RNZ has heard the taped call in which Otago Daily Times reporter Chris Morris asked Robin Pettit for his response to Mr Boock's claim that he was abused by Mr Pettit as a young man in Otago.
The reporter asked Mr Pettit if he "attacked" Peter Boock when he was about 14 years old.
"Yep, yep, yep, yep, I did, yes, as you say, yes," Mr Pettit said on the tape. "I did.
"I did have a bad period there for a short time ... deeply regretful about that but ... I was quite glad when he actually approached me about it there back in 2011."
Mr Pettit told the Otago Daily Times' Chris Morris he had been informed by St Bede's that the reporter was looking into this. Asked if Peter Boock was "the only one", he said yes.
"As I said to Peter [Boock] and to Justin [Boyle], there's no excuse, but it was not a good period of my growing up life at all."
RNZ approached Mr Pettit this week. He said the Otago Daily Times story was "wrong" but would not say in what way, and then refused to comment further, saying the matter was with St Bede's lawyers.
Mr Pettit retired from St Bede's in 2015. In December 2016 he accompanied students to the New Zealand Secondary School National Athletics Champs.
The rector Justin Boyle refused come out of his office to talk to an RNZ reporter who visited St Bede's.
Approached for comment, the Catholic Bishop of Christchurch, Paul Martin, said the church took all allegations of this nature seriously.
He said he could not comment further on the issue as the case was being investigated by the Education Council.
The council was in the early stages of an investigation, but said it was not able to comment on the specifics of it for privacy reasons.
It said it was able to investigate matters relating to misconduct and competence issues by teachers.
The council was unable to confirm a timeframe for when the investigation would be completed.
Mr Boock said over a course of nine months, in 1967-68, Mr Pettit assaulted him repeatedly, trying to masturbate him.
"I'm afraid there's no letting anyone off for sexual abuse ... it's never been anything else but a shocking crime against children," Mr Boock told RNZ.
"The fact that it's years later, and whether he's repeated or not repeated, is not the case for me. He ruined my young youth as I grew up and that's lived with me for 44 years. That's very hard to say it's OK, cos I won't and it's not."
Mr Boock, 64, is a trained social worker whose brother Stephen Boock played cricket for New Zealand.
He said Mr Boyle told him in 2011 that Mr Pettit had admitted the assaults when confronted with an affidavit from Mr Boock in 2011.
He had approached the rector after learning out of the blue that Mr Pettit was a teacher, working at St Bede's. At the time he was not well, and did not want the stress of the police and courts, he said.
Mr Boock admitted that in 2011 he had thanked the school for its investigation and for covering all the bases. But this could in no way be taken as a sign the school had investigated properly, he said, as he was traumatised back then, and took some years to recover, including from alcoholism.
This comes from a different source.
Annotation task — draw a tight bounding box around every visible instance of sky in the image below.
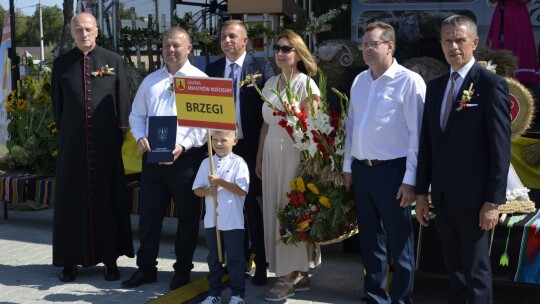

Mr Pettit should never have been a teacher, and at the least should have resigned in 2011 when the school did not move to dismiss him, Mr Boock said.
His only aim in going public was to protect children by pushing for better laws for mandatory reporting of abuse and independent investigations of complaints, he said.
His complaint will be considered by the board on Monday next week.
The college was "deeply concerned about lack of due process in regards to the claims being made via the media", the board chair Warren Johnstone said.
"The College has and will always ensure that any complaint of misconduct is properly investigated and addressed, while respecting people's right to privacy and proper process."
The Network of Survivors of Abuse in Faith-based Institutions backed the call for Justin Boyle to step down.
Mr Boock said he would not have had to go public in this way if he felt confident the upcoming Royal Commission into historical abuse would have allowed him to raise the case, and have the school's response investigated.